見覚えがあると思ったら私と繋がっていた人だ。周りには鬼に協力していた人たちも固まっている。
「しっかりしてください。立てますか?」
「君は……。無事だったんだな。
藤の花の匂い袋は役に立ったよ。おかげで鬼の肉が寄ってこなかった。ありがとう」
「役立ったならよかったです。
もうすぐきちんとした手当が受けられるはずですから、安全な場所で休んでいてくださ、ーーッ!?」
その時だった。
なんだこの、大気がビリビリと震えるほどの恐ろしい気配は!
すごい速さで近づいてくる……!?
「どうかしたのかい?」
「すみません、あとはお任せしても!?」
「あ、ああ、もちろんだとも」
「ありがとう!!」
今度は一体何がーー?
急ぎ杏寿郎さんと炭治郎がいる場所へ合流した瞬間だった。
何かが、ドォン!と目の前へとものすごい勢いで着地した。
激しい揺れ。のち、煙が晴れていく。
そこにいたのは全身に刺青をほどこした、桃色の髪の一人の武人。
いや、ーー鬼だ。
「上弦の……参?
どうして、今ここに…………」
その瞳に刻まれた数字は参。
下弦でもなく、上弦。それも陸でもなく伍でもなく、上から三番目に強い、参。
上弦の鬼には柱が束になっても勝てない。そんな話を聞いたことがある。
この機に上弦だなんて、なんとついていない。
杏寿郎さんもピリピリと気を張り詰め、警戒している。すぐさま戦闘に入れるよう、刀に手をかけて構えている。

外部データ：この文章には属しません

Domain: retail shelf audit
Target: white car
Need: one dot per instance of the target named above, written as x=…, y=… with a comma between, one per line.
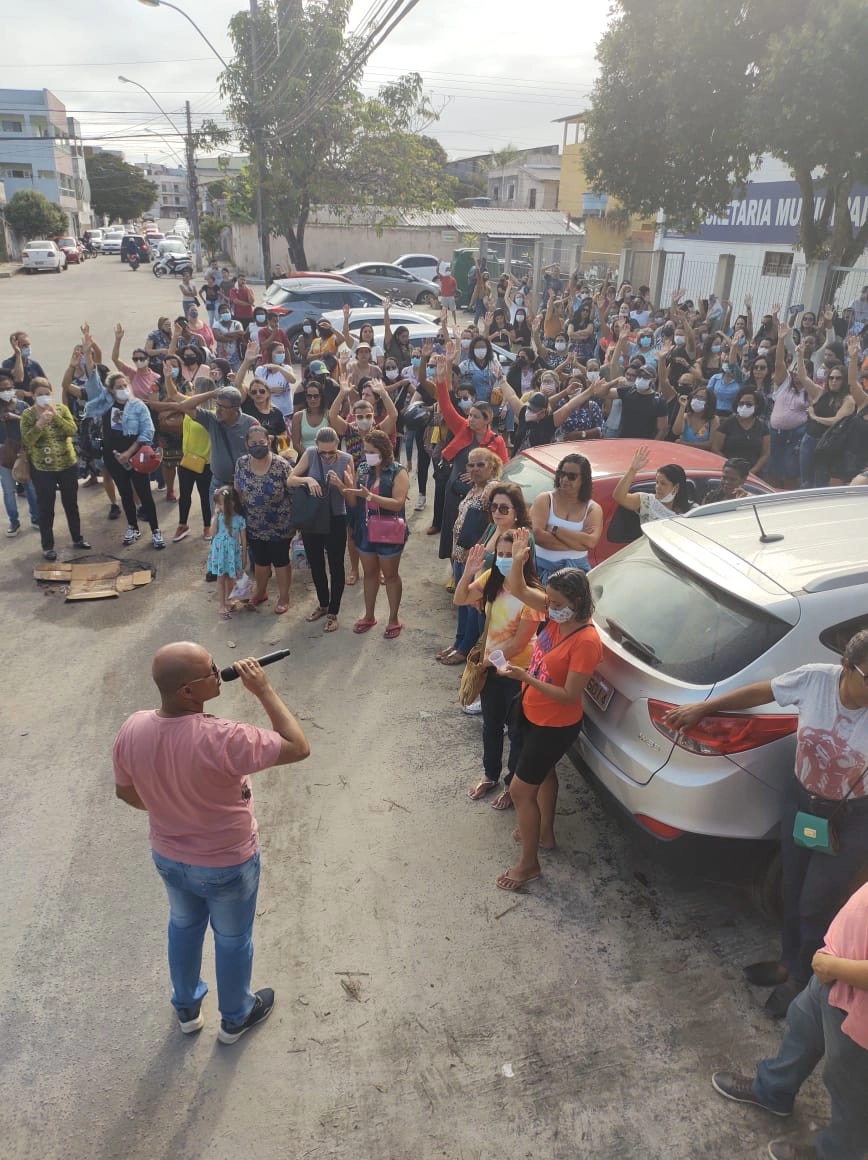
x=43, y=255
x=420, y=266
x=703, y=604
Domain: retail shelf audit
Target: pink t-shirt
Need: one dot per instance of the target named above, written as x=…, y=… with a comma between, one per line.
x=847, y=937
x=144, y=383
x=192, y=773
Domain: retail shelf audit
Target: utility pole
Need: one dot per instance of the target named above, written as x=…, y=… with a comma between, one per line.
x=193, y=190
x=259, y=167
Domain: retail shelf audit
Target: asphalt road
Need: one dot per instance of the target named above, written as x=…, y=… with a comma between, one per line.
x=579, y=1020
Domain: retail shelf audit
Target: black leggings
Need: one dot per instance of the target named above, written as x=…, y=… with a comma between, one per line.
x=125, y=483
x=186, y=481
x=332, y=545
x=46, y=484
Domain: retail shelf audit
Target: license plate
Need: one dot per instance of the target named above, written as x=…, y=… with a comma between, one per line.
x=600, y=691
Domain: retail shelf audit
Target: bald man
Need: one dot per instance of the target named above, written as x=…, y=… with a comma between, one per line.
x=190, y=771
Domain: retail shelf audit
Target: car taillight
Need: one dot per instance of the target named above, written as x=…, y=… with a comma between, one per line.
x=723, y=733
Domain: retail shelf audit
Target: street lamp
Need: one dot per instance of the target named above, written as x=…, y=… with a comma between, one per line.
x=190, y=165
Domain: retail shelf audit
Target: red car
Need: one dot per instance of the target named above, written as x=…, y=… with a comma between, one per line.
x=70, y=247
x=534, y=472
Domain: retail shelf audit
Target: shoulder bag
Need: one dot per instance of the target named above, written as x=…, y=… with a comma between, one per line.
x=476, y=673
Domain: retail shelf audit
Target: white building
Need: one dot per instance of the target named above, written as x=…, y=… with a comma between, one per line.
x=42, y=150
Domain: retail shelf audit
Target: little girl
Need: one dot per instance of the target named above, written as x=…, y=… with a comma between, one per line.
x=228, y=557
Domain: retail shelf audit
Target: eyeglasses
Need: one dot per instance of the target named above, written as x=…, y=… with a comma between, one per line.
x=215, y=672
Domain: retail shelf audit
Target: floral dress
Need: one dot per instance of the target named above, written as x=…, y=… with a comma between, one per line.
x=224, y=558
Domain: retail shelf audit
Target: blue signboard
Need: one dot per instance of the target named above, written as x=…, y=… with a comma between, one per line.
x=769, y=212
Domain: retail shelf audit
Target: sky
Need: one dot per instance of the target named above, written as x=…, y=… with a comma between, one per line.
x=499, y=79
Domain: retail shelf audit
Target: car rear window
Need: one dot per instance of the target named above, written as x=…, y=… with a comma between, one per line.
x=675, y=621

私もまた、彼と同じく刀に手を置きながらも、ここにいる唯一の負傷者……倒れている炭治郎を庇うようにして立ち塞がった。
鬼は杏寿郎さんを一瞥してから、私と炭治郎を見て目を細めーーそして跳んだ。
一瞬のことだった。
「な、……炭治郎っ!」
杏寿郎さんでもなく私でもなく、鬼が炭治郎目掛けて拳を振り抜いた。
ただの拳なのに風圧を感じる。これは、当たったらただ殴られたものとは違う。殴られた箇所は確実に抉れ、穴の開く攻撃だ。
炭治郎を狙った攻撃を前に、杏寿郎さんが放った弐ノ型・昇り炎天がなかったら、今頃炭治郎は……。
私が抜いた刀では間に合わなかったろう。速さが売りだと思っていたが、私個人の腕の動きはまだまだ杏寿郎さんの足元にも及ばない。鍛錬あるのみだ。
「いい刀だ」
杏寿郎さんの咄嗟の斬撃は強く、鬼の腕が拳から縦に大きく深く抉るように割れたが、当の鬼は一つも動じていなかった。
痛みすら感じていない、そういうかの如く。
それどころか、剣技の腕前を前に嬉しそうだった。
瞬く間に腕が元通りにくっつき、何事もなかったかのように振る舞っている。
これが上弦の回復速度……。
放つ空気の重さといい、その圧迫感は半端なものではない。膝が震えそうになる。
鬼気に飲まれそう……いやこれは武者震いよ。そう思わないと立ってなんていられなかった。
杏寿郎さんでさえ、その再生の速さを見てすぐ手を出さず状況を確認している。
下手に動けば危険だ。
「なぜ手負いの者から狙うのか理解できない」
「話の邪魔になるかと思った。俺とお前の」
あっ意外と論理的な感じがする。
たまに人間の言葉が全く通じない鬼もいるからね。
でも話は通じても、会話は通じないみたい。
そんな悪い鬼は、鬼舞辻無惨の情報をおいておとなしく頸を斬らせてくれればいいのに。なんて現実逃避してみる。
起きあがろうとする炭治郎に手を貸し、支えて出来るだけ後退する。
そこにいるのは柱と上弦。少しでも後ろに下がっておかないと一介の隊士には危険だ。それはたかだか階級甲の私も同じか。
「俺と君がなんの話をする?」
初対面の鬼なのに、既に嫌いと杏寿郎さんから告げられていた。
相手は鬼だから嫌われて当然だけども、杏寿郎さんに嫌われるってそうないからね!
私ならそんなこと言われた瞬間に、絶望死してしまう。
だから鬼が少しでも落ち込むといい。
でも、上弦の鬼は嫌いと言われようが気にも留めず無視し、そのまま話を続けた。
歓談すら碌にできないのかこの鬼め。
「そうか。
俺も弱い人間が大嫌いだ。弱者を見ると虫唾が走る」
ちらりと鬼の目がこちらを向いた。
弱い、と言われているのがわかる。弱い者とは話すらしたくないというのか。腹立たしく思うが、弱いのは本当のことでもある。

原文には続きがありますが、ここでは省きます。